I have solved the original problem on my own and understand what happened, but I’m posting the situation here in hopes of (1) sharing my solution to benefit others and (2) enhancing my own knowledge by clarifying a confusing paragraph in the UE documentation. My project is in UE 5.0.3 (we haven’t upgraded this one yet.)
Situation and Original Problem
I made a Dynamic Mesh Actor subclass (Blueprint this time, but the discussion would apply to C++ as well) that presents a simple box primitive with two gizmo handles for the designer to place opposite corners of the box. I’m creating a tool for our designers that lets them define a “soft boundary” for players. The designer sizes the Blueprint object to define the soft boundary, and my Blueprint automatically creates an invisible “hard boundary” wall that follows the longer (of X and Y) axis and uses ordinary blocking collision to stop the player Pawn. There is an OnBeginOverlap/OnEndOverlap event pair on the soft boundary box to provide a gentle HUD cue that the player is approaching the edge of the map.
The obvious settings were enabled on both the player Pawn:
- Generate Overlap Events: ON
- Collision Presets (Pawn’s collision capsule): Pawn
- Collision Presets (Dynamic Mesh Actor): Trigger
- Collision enabled on both Actors
- The BP function that creates/updates the “soft boundary” box calls the API functions to ensure the above collision settings after rebuilding the mesh.
- For initial testing, the inner “hard boundary” was omitted to avoid interference.
- The Dynamic Mesh Actor BP calls Update Collision and overrides deferral.
I snagged the overlap events on the Dynamic Mesh Actor (the trigger box) and on the player Pawn (which uses a custom Blueprint based on the standard third person. character).
When I tested, the Pawn’s overlap events fired – but not reliably – and the Dynamic Mesh Actor’s overlap events did not fire at all. The Pawn’s events also fired (as expected) when its capsule collider slightly penetrated a step-up Static Mesh Actor. (For testing, I displayed a debug string even if the other Actor wasn’t of interest.)
Solution to Original Problem
The solution was to set the Dynamic Mesh Actor collision to “Use Complex Collision as Simple”. It appears that the Dynamic Mesh needs to use its complex collision mode even if its shape happens to match a simple collision primitive – at least, that is the default situation.
Once I made that change, everything works perfectly, including the inner “hard boundary” with its blocking collision.
Follow-Up Questions and Discussion
Along the way to solving this problem, I encountered the following text in the official UE documentation (Trigger Volume Actors in Unreal Engine | Unreal Engine 5.1 Documentation):
Triggering Events
Triggers are used to activate events placed inside of the Level Blueprint.
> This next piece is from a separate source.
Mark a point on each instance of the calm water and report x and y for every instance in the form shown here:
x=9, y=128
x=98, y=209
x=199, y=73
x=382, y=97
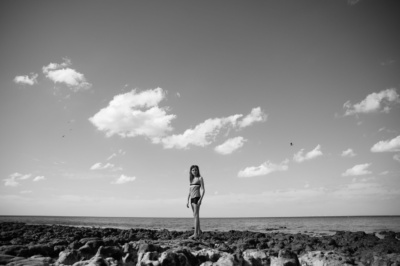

My first question is whether that statement is correct. Once I fixed the collision mode, the overlap events are working just fine in several Blueprints that are not the Level Blueprint. In fact, the Level Blueprint is empty for this level. I did verify that the overlap events also work in a trivial Level Blueprint (no surprise…), but this sentence seems to me to imply they would not be intended for use elsewhere. Can someone clarify the intent of this statement in the docs?
Secondly, short of procedurally creating a TriggerBox Actor matched to the current size of the Dynamic Mesh, or copying the Dynamic Mesh to a Static Mesh, is there a procedural way to add a simple collision primitive to the Dynamic Mesh? If so, is it worth doing that as a performance optimization, or is a “complex” collision reasonably efficient on a convex mesh with only 12 triangles?
Third, in my search for a solution I encountered a forum post stating that Dynamic Mesh overlap events fire based on an implied “skin” of about 100 cm thickness, and that on large Dynamic Mesh Actors the center is treated as being “outside”. Is that correct for UE 5.1.1, and if so, does anyone know if it’s intentional?
I appreciate any comments and suggestions. What I have is working, but I don’t want to develop bad coding habits, so please tell me if I solved this in the wrong way.
As a final note, I realize I could have attached a custom BP component to a standard TriggerBox object, or vice-versa. The reason I didn’t do that is that I wanted the designers to be able to drag corner gizmos and not have to set box sizes in the Details panel, and because I wanted to apply a custom translucent Material that’s easier to see in the editor and (during testing) at runtime. If there’s a better way to accomplish this, I’m open to rethinking my approach.